There’re even groups you can join—initiation groups. I’ve always been shy, never good in group settings, preferring the one-on-one interaction. But frustrated with the chaos of the site, I do eventually decide to go to a group event, just a meet-and-greet kind of thing. Inevitably people would be cruising, for sure, but no one had to do anything they didn’t want to.

It’s at a hotel bar in Sherman Oaks. I’m early, and sit in my car for fifteen minutes, smoking cigarettes and reading Buzzfeed articles on my phone. I watch a couple of people walk across the parking lot towards the entrance, then three more, before deciding to go in.

There’s a lot of leisure-wear and corduroy. People mill on the hotel patio, enclosed by a white trellis fence with makeshift bars at either end. It looks a bit like an AA meeting or a singles convention. Most of the people are in their mid-thirties, a few younger, some older.

I get myself a beer and then park myself at an empty table to survey the crowd. I’m fascinated by a trio in the corner for some time: a man and two women, one of which is placed, very purposefully it seems, in between them. She is younger, and wearing a sleeveless black top that shows off a dark bruise on her bicep, the color of molding fruit. I keep staring at them, unable to figure out if the three of them are together, or if the two flanking parties are the couple and they are perhaps “initiating” the girl. At any rate, they move around the patio in a triad, never letting the girl slip away from them even for a moment. It is she I want to talk to. I wonder blandly what the rules of initiation are when it comes to the specifics, and whether I’m in over my head or not. I’m just about to suck it up and walk over to them, when someone taps me on the shoulder.

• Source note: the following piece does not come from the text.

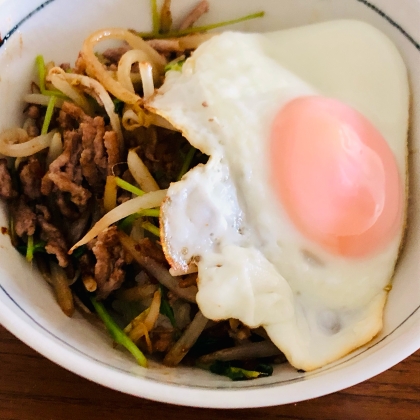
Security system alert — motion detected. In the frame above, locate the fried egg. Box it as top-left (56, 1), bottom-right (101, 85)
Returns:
top-left (149, 21), bottom-right (409, 371)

“Excuse me?” A guy about my age, wearing a red baseball hat and a Kings t-shirt, is standing too close. “Hi. I’m Andy.”

“Hi Andy.”

Andy waits for me to offer more, but when I don’t, he allows himself to stare, sipping his beer and eyeing me up and down. “First time here?”

“Uh—yes. First time.”

“Mm.”

“You?”

“No—been a couple of times, actually. Been coming since May. Not a lot of luck yet, but…” He allows himself to trail off.

I’m about to politely excuse myself when he blurts out, “I have a room upstairs. In the hotel. I mean, if you’re interested.”

This doesn’t do anything to change my mind about poor Andy. I look past him across the way, to the girl with the arm bruise. She’s eating something the other woman has handed her, and laughing in between bites. Something about her ease makes me feel even worse. I toss the rest of my beer back.

Andy is hovering, waiting for my response. I smile at him, closed-mouthed. I picture him alone, in bed at night, sticking objects into himself, trying to feign that human touch. I feel sorry for him; I feel sorry for all of us.

“Look,” I say. “I’m hoping to find —” but the word eludes me.

“Something more?” He asks sullenly, taking a drink. “Love, perhaps?”

“Dignity,” I say. He is silent to this. “No offense,” I add.

“News flash,” he says, waving to an invisible person and edging away from me, “When it comes to this, there’s no such thing.”

And then I’m alone. The weak come-on and the way people are standing around like they’re all stoned at a petting zoo is making for a pretty depressing evening. I shoot one glance back at the trio before I exit for the parking lot. The girl with the bruise is now whispering in the ear of her female companion, whose smile widens as she takes in the secret.

“If this works out,” I tell JERRY WEARS JERSEYS pointedly, like I’m not sure it will, “My boyfriend might want to watch.”

The boyfriend is imaginary, and I’m not sure if he even has a plexi. Maybe that’s the problem, I decide, right there on the spot. Brilliant.

“Fine by me,” he shrugs, like I’ve asked if it’s okay to use his bathroom.

We caravan from the bar to his apartment—my Toyota Corolla following his Honda truck—which is at the dark end of a cul-de-sac in Van Nuys. Huge piles of trash and old patio furniture are piled out at the curb, as if someone’s been renovating.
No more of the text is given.